育児サイトなどで、家庭用の吸引器を使って子どもの鼻汁を吸引することが勧められていることもあってか、生まれて間もない赤ちゃんにも使用されている方がいます。確かにまだ鼻が十分かめないような乳幼児で、汚い泥のような粘調の鼻汁を鼻の中に貯めて副鼻腔炎(蓄膿)になっているような子にはとても有効です。でも、生まれて半年未満でそこまでの副鼻腔炎になっていることは稀です。
生まれてしばらくして、順調に体重が増えて来ると、顎や首のあたりがぽっちゃりしてきて、その割にまだ首も座る前の体の柔らかい時期だからか、気道がへしゃげて狭くなりやすくなるようです。それによって、唾液や鼻水といった気道の分泌物が少し増えるだけで、呼吸するたびにズルズル、ズルズルといった、鼻水が溜まっているような音がすることがあります。

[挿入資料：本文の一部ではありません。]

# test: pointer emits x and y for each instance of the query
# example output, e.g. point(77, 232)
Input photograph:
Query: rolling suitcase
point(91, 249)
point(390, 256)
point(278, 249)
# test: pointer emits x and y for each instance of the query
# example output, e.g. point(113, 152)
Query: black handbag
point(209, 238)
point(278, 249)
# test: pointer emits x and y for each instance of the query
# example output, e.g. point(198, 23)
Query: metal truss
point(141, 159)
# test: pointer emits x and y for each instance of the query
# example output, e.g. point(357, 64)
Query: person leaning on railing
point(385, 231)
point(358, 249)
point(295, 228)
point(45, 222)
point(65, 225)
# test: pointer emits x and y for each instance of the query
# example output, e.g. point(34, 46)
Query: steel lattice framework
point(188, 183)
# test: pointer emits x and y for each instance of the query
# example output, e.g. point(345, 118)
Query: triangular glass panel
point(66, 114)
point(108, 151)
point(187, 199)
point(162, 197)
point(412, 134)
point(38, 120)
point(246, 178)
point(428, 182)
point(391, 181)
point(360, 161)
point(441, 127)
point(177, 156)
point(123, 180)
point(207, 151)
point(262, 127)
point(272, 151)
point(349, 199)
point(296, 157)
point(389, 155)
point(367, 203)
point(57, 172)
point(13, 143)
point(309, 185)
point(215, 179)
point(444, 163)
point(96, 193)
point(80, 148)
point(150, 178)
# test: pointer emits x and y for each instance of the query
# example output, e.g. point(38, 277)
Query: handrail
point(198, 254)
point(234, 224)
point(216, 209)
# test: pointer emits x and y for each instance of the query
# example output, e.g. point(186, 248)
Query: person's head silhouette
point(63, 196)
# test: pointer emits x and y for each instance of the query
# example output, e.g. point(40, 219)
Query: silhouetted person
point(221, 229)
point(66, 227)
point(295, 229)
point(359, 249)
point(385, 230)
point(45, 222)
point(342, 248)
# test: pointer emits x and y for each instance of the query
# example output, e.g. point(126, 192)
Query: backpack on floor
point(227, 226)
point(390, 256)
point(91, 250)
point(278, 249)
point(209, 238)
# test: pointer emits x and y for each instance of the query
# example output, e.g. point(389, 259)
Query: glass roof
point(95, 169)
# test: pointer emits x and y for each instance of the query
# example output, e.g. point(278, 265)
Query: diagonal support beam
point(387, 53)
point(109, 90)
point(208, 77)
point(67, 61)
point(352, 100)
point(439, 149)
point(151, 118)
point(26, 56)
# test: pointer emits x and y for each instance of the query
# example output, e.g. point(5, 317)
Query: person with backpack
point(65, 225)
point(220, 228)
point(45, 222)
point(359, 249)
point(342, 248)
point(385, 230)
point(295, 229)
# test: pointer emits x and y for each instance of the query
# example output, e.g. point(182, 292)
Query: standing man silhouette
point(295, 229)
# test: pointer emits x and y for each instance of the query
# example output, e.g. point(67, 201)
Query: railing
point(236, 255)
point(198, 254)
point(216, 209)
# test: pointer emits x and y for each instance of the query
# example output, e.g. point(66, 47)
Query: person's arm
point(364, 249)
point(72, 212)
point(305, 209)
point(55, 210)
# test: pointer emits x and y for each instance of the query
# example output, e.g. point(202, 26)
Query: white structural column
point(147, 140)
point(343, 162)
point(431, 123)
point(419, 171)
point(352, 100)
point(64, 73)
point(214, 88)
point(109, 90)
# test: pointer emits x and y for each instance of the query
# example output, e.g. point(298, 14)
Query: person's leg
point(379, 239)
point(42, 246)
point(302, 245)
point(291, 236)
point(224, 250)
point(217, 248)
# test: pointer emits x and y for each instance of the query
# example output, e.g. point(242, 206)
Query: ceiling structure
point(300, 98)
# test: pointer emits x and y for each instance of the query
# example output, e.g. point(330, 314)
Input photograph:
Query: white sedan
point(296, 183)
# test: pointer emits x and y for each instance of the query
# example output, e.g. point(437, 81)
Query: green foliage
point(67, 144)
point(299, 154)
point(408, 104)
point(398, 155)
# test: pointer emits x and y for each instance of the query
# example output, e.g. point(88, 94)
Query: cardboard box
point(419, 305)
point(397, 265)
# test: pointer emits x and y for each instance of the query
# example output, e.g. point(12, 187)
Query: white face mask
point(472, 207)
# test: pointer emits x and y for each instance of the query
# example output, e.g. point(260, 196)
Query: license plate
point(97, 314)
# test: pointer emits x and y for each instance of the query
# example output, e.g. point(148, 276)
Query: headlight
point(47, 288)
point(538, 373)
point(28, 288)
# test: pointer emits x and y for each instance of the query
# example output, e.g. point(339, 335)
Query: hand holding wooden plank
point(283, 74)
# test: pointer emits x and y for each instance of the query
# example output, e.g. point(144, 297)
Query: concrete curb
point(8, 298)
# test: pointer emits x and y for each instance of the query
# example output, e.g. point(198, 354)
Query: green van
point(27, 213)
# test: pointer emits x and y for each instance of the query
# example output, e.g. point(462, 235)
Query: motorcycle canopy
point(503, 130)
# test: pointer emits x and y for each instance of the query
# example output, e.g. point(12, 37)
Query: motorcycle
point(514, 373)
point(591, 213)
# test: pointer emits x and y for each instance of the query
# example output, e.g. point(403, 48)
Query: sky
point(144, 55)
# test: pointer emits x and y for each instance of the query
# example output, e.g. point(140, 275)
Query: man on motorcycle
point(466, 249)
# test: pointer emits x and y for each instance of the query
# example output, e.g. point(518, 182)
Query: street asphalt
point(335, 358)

保護者さんたちはそれを除去してあげると楽になるんじゃないかと吸引しているようです。実際は吸引しても、それほど鼻汁は引けないし、ズルズル音はほとんど変わりません。当の赤ちゃんは、ズルズルいってる割にはよく飲んでよく寝て、体重も順調に増えてたりします。
鼻腔吸引自体、耳鼻科のように中を覗いて吸引するのでは無く、ブラインドで陰圧をかけて鼻水を引っ張り出すというのは、粘膜を傷つけたり、鼓膜に負担をかけるリスクも考えられます。私たち小児科でも鼻腔の奥を吸引することがありますが、鼻腔内の構造を理解した上で、向きや吸引圧を調整しながら慎重に行っています。
私は自宅で鼻腔吸引するのであれば、鼻の穴を覗いて見える範囲にある鼻汁を、軽く吸い取るくらいにするよう勧めています。特に赤ちゃんについては、多少ズルズルしてても、体重がよく増えて、よく眠り飲めていたら、吸引は必要無いと考えます。